We’ll always have Paris
Our third president has been often quoted as having said, “Every man has two countries — his own and France.” What Thomas Jefferson actually said, quoting directly from his autobiography, is:
“So ask the travelled inhabitant of any nation, In what country on Earth would you rather live? — Certainly in my own, where are all my friends, my relations, and the earliest & sweetest affections and recollections of my life. Which would be your second choice? France.”
As a reasonably well-traveled inhabitant of our nation, France would be my easy second choice, as well.
I first went to France almost 50 years ago, and have had a lifetime affair with its history, music, wine, food and, dare I add, women. From the hôtels particuliers of Paris to the back roads of the provinces, from an after-hours tour of the Louvre (where I saw the staircase where Henry IV was taken after being fatally stabbed by the madman Ravaillac), to a garage operator in Noves (near Avignon) taking a horn out of his friend’s car and putting it in my rental because he wouldn’t let me leave his garage without a functioning horn — and then refusing any payment — I have experienced some of France’s sweetest affections and will carry their sweet recollections with me for the rest of my life.
I would wager that for most of us, when we think of France, Paris is the first thing that comes to mind, because Paris is the political, cultural and economic capital of the country.

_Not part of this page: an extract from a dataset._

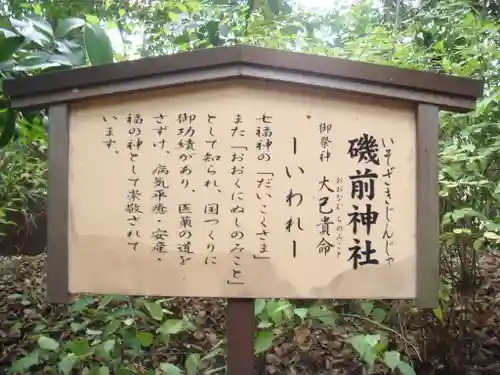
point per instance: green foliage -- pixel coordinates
(110, 333)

Indeed, it is the heart and soul of France. That heart and that soul came under unprecedented attack this past Friday night by a group of well-organized nihilist terrorists acting under the stateless banner of ISIS, who represent everything antithetical to what Paris means to the world and what Paris means to me personally.

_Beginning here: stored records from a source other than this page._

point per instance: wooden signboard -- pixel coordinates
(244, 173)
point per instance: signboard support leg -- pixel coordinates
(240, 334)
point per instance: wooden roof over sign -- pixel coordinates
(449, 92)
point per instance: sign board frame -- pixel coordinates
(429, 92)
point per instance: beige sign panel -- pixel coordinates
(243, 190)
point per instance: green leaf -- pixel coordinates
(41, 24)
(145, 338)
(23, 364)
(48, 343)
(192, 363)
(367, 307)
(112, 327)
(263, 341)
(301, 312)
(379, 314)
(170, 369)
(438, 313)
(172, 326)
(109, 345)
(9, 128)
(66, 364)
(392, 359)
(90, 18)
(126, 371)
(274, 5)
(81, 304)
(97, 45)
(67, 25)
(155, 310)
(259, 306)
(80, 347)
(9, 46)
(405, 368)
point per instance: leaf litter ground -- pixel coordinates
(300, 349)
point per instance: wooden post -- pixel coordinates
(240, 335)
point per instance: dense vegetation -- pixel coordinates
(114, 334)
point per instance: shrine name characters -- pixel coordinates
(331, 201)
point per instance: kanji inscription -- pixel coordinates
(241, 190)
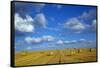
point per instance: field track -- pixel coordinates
(55, 56)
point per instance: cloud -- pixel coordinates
(94, 25)
(88, 15)
(47, 38)
(74, 24)
(59, 6)
(24, 25)
(40, 20)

Paris is the city of unfettered public spaces, from libraries such as the Bibliothèque Nationale to museums such as the Louvre to markets such as the Marché aux Puces to theaters such as the Olympia to schools such as the École des Beaux-Arts. There is an astonishing number of diverse things to do and places to go. All of these are now closed for the state mourning period. How will they change when they reopen?
Paris is also the city of youth, of personal discovery, of the flâneur, of cafes where you linger for hours over a single espresso in your own space or in spirited conversation with friends. So please note carefully the terrorists’ targets: a sports stadium, a rock music venue, a cafe, a bar. These are not tourist haunts. These are the everyday places where Parisians go for fun. These sites were not chosen randomly. As targets, they were an attack against the very spirit of life in Paris, of its heart and soul.

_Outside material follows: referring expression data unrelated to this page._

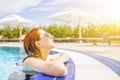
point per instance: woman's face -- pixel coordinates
(46, 39)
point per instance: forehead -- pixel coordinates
(42, 32)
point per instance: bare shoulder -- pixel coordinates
(31, 61)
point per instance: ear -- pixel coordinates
(37, 43)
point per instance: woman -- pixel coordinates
(38, 44)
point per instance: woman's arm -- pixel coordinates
(61, 56)
(52, 68)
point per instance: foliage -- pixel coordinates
(64, 31)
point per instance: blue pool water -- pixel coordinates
(9, 56)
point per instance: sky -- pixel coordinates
(39, 10)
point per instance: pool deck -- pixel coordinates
(86, 67)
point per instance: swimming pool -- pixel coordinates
(11, 56)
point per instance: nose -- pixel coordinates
(52, 37)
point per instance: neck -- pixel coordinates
(44, 52)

Finally, Paris is the home of the guiding spirit of the French Revolution: Liberté, Égalité, Fraternité. As in post-9/11 America, we can expect the French to acquiesce to curtailing these ideals in the name of national security in the form of infringements on personal freedoms, inequality for innocent Muslims and brotherhood torn asunder.
Out of that guiding spirit of the revolution came the glory of the liberation in 1791 of the Jews of France, the first European country in the modern era to grant Jews full citizenship. Almost exactly 150 years later came the disgrace of the Vel d’Hiv Roundup on July 16-17, 1942, of 13,152 Jewish men, women and children by the French gendarmerie. Only a handful returned from the camps.
President Francois Hollande, speaking memorably on July 22, 2012, at the Vel d’Hiv (a former bicycle stadium) to commemorate the 70th anniversary of the site of the imprisonment of these innocent Jews before their eventual deportation to Auschwitz, said:
“All ideologies of exclusion, all forms of intolerance, all fanaticism, all xenophobia that seek to develop the mentality of hatred will find their way blocked by the Republic.” *
It is hard to imagine anyone taking responsibility for Friday night’s atrocities 70 years from now.
Returning to Jefferson’s homage, I think it is exactly because France, and Paris in particular, stands as a beacon of an open, secular, liberal democracy that it poses an existential threat to the closed, fundamentalist, medieval barbarians who would seek to destroy it.
I have to believe that the forces of light — exemplified by the joie de vivre of the City of Light — will always defeat the forces of darkness whose goal is to snuff out that very spirit.
Vive la France!
*It is well worth reading his entire speech, which is an eloquent formal apology of the State of France for the government’s legalized mistreatment of Jews in Vichy France. http://www.nybooks.com/blogs/nyrblog/2012/aug/18/france-hollande-crime-vel-d-hiv/
Bob Bookman is a literary agent in Los Angeles.